While amazing progress has been made in the treatment of Hepatitis C, the new drugs that are providing a cure for this disease come with a hefty price tag. Consequently, many people are struggling to find a way to pay for treatment. One topic that several of our community members continue to discuss is Medicaid, and if Medicaid will provide coverage for the new Hepatitis C Drugs. So, we asked one of our experts, Sue Simon, to provide some insight into this popular point of discussion.
Medicaid is a federal insurance program that is administered by individual states where patients live. It helps with medical costs for people with limited income. Each state has its own set of eligibility requirements and determines the scope of services for its enrollees. Although Medicaid is a federal program like Medicare, and follows federal laws, it differs dramatically in the restrictions that limit patient access.
In 2014, two new treatments, Harvoni and Viekira Pak were FDA approved for patients with hepatitis C. Patients and providers are excited about these new treatments as they eliminate the need for interferon, an injectable drug that actually made patients feel sicker than their disease. These medications have negligible side effects, and a much shorter duration than previous treatments. Best of all they are curing previous difficult to treat genotype 1 patients. It is a new and exciting era for people with hepatitis C. There are finally medications that cure a virus, rather than just help patients manage their illness.
The joy and excitement over the FDA approval of these wonder drugs has been overshadowed both by the exorbitant cost of the drugs and by the fact that there are people who know the treatments exist but cannot access them. It is heartbreaking to know that there are people living with a chronic sometimes fatal liver disease, and there is a treatment that will cure them, but they are being prevented from receiving it.
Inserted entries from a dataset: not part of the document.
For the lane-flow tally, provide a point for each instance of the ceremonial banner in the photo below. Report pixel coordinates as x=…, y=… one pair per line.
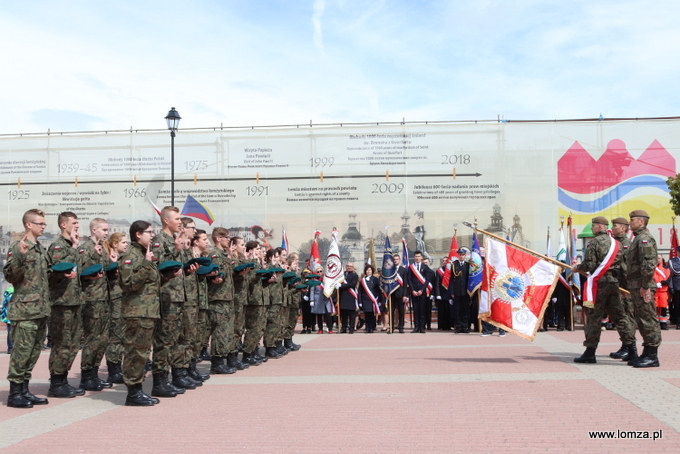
x=388, y=274
x=333, y=274
x=516, y=288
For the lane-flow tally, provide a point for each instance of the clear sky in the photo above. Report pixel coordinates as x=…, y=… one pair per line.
x=86, y=65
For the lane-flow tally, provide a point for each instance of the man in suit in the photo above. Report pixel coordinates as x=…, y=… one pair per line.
x=417, y=283
x=348, y=298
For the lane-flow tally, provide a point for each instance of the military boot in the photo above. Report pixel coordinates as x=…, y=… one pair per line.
x=137, y=398
x=195, y=374
x=59, y=387
x=30, y=397
x=588, y=357
x=88, y=380
x=290, y=345
x=271, y=352
x=280, y=349
x=620, y=353
x=180, y=378
x=104, y=383
x=651, y=360
x=217, y=366
x=115, y=373
x=16, y=398
x=250, y=359
x=232, y=361
x=161, y=387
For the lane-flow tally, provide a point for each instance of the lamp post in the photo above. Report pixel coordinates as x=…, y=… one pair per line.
x=173, y=119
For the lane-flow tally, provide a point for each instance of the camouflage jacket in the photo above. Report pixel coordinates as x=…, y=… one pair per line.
x=64, y=291
x=225, y=290
x=28, y=274
x=163, y=248
x=140, y=283
x=642, y=260
x=596, y=251
x=93, y=290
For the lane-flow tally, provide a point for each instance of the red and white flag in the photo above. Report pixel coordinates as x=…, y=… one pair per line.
x=516, y=288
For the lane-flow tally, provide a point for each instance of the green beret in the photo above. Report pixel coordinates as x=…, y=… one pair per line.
x=639, y=214
x=203, y=270
x=600, y=220
x=64, y=267
x=620, y=220
x=92, y=270
x=169, y=265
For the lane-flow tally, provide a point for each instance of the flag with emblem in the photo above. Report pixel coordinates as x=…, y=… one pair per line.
x=516, y=288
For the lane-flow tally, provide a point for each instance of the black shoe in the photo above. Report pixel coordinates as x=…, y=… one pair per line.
x=161, y=387
x=30, y=397
x=271, y=352
x=180, y=379
x=588, y=357
x=195, y=374
x=218, y=367
x=104, y=383
x=137, y=398
x=290, y=345
x=88, y=380
x=232, y=361
x=620, y=353
x=16, y=398
x=60, y=388
x=650, y=360
x=204, y=355
x=115, y=373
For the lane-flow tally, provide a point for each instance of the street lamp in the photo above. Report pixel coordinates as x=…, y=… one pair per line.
x=173, y=119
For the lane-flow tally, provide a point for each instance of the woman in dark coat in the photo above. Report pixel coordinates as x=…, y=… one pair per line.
x=369, y=297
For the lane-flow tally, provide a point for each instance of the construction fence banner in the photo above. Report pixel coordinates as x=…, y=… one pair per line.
x=422, y=180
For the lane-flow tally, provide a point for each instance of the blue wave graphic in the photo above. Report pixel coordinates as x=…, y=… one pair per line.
x=613, y=196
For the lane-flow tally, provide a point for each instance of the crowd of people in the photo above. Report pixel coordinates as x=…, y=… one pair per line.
x=164, y=302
While the pharmaceutical companies, Gilead and AbbVie, who manufacture Harvoni and Viekira Pak, have generous patient assistance programs, many patients do not have the strength to do the work necessary to get help. For example, if a patient is turned down by Medicaid due to not having serious enough liver disease, they must appeal that decision. Once they are turned down the second time, they can go to the pharmaceutical company. But, the process is onerous. Let’s say Medicaid turned them down because they do not feel it is medically necessary to treat. The patient is Stage 3, not Stage 4, and in their state only cirrhotic Medicaid patients qualify for treatment. They must document everything about their chronic liver disease. There is a ton of paperwork that must be done by both the busy physician and the exhausted patient in order to receive treatment.
Some of the most common restrictions put in place by Medicaid are:
- Adherence – the patient must demonstrate that he will take his medication correctly
- Abstinence – the patient must be drug and alcohol free for a certain amount of time and prove it with blood and/or urine testing
- Co-infection – The patient must be co-infected with HCV/HIV
- Medical Necessity – the patient must have late stage disease
- Prescriber Restrictions – the patient must be prescribed treatment by a certain type of specialist or even a particular physician who may practice many miles away
- Retreatment Restriction – If a patient fails to respond to treatment he may not retreat for 2 years
- Medicine Replacement – if a patient loses a pill, it will not be replaced
Advocates, physicians and pharmaceutical companies are working hard to help eliminate these unfair restrictions. Hopefully, as new drugs are discovered and approved, the competition will help lower prices and remove restrictions. One can only hope.